New approaches must be developed based on taxation innovation driving alterations in lifestyles and business behaviour. For example, there are taxation solutions to the demise of high street retailing. These include replacing a property tax (business rates) with a sales tax and developing a taxation approach to forcing owners of retail properties to adopt turnover-based rents.

The key question is to consider the implications for Rishi Sunak as his team prepares for the 3 March 2021 Budget. There are three points to consider.

First, the UK government needs to raise revenue, and this will be a continuing challenge for this government and the next. Any increase must be staggered; a crisis is not the time to raise taxes.
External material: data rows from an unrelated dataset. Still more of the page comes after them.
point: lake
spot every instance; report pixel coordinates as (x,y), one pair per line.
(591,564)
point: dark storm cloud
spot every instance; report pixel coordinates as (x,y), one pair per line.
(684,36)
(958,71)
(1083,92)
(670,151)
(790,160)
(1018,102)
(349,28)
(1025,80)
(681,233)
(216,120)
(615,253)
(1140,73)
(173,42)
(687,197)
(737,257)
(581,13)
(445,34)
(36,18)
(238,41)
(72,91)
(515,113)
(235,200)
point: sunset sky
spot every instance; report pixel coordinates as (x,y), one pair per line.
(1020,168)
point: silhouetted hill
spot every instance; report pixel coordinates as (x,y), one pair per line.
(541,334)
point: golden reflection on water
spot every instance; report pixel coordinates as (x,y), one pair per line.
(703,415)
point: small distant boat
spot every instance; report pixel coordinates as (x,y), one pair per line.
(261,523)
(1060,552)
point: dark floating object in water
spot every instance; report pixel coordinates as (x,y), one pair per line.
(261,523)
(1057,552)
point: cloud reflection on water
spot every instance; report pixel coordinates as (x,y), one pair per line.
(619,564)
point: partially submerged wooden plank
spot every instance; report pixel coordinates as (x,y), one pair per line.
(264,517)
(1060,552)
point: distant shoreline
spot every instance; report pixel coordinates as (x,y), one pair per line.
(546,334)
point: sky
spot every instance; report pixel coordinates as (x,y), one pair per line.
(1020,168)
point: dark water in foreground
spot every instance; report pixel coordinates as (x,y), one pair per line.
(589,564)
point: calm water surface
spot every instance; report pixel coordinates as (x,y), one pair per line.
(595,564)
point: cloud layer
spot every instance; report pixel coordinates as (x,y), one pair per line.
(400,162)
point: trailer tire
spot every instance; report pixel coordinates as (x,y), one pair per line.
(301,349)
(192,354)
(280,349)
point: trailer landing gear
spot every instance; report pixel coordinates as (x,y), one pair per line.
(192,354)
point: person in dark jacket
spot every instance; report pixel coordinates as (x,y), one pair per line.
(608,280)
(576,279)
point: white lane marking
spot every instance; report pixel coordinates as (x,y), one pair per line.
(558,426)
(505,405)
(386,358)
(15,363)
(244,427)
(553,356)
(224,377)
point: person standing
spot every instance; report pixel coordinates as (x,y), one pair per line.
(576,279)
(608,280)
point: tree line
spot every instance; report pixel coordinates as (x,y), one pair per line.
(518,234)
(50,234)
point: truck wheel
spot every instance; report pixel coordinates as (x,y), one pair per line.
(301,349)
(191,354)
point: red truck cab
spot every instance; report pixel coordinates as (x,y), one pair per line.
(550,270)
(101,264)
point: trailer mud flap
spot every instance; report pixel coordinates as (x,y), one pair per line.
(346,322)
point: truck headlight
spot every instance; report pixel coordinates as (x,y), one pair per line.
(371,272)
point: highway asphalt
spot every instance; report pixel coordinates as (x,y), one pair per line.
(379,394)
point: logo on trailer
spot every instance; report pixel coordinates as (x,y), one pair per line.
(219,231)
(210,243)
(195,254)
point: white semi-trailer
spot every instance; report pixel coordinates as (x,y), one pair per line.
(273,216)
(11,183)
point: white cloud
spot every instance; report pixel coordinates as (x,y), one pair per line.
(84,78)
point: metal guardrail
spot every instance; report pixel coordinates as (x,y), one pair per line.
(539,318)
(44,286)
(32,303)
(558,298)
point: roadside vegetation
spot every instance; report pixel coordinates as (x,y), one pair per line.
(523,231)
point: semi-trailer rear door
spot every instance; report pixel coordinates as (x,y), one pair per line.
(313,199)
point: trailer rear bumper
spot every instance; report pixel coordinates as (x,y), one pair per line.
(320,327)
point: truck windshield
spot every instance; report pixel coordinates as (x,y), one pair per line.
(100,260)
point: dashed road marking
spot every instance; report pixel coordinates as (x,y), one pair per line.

Over the short-term this will include increases in the corporation tax rate from its current 19%. Over the medium-term it will include increases in VAT and in personal taxation, but ideally these increases must be targeted at carbon-intensive activities, including lifestyles.

Second, the chancellor must continue to support companies and households as they experience the direct impacts of COVID-19. There will be an extension to current government COVID-19 support measures including the furlough scheme, the VAT cut for the hospitality and tourism sectors, the business rates holiday, and the temporary uplift to Universal Credit. The impact of the pandemic on government finances suggests that spending on these support measures will need to taper as the economy begins to recover.

Third, there is a danger that the COVID-19 support measures may be encouraging firms to continue to maintain current business models, products, and services. There needs to be a rapid shift towards products and services that support decarbonised lifestyles and that respond to some of the permanent alterations in labour markets and lifestyles that have emerged with COVID-19. Government policy, including taxation, must be developed that forces companies to innovate to support decarbonisation and to discourage carbon-intensive lifestyles.

The March 2021 budget must focus on the current crisis, but now is the time not to build back better, but to develop an effective cross-party approach to decarbonising our futures. This will require disruptive innovation and radical changes to everyday living.

One can only hope that the March budget places climate change at the centre of the political agenda. The danger is that talk about addressing climate change displaces action. Developing a climate change informed approach to taxation is an excellent starting point. The key question is: how far the March 2021 budget goes towards achieving this?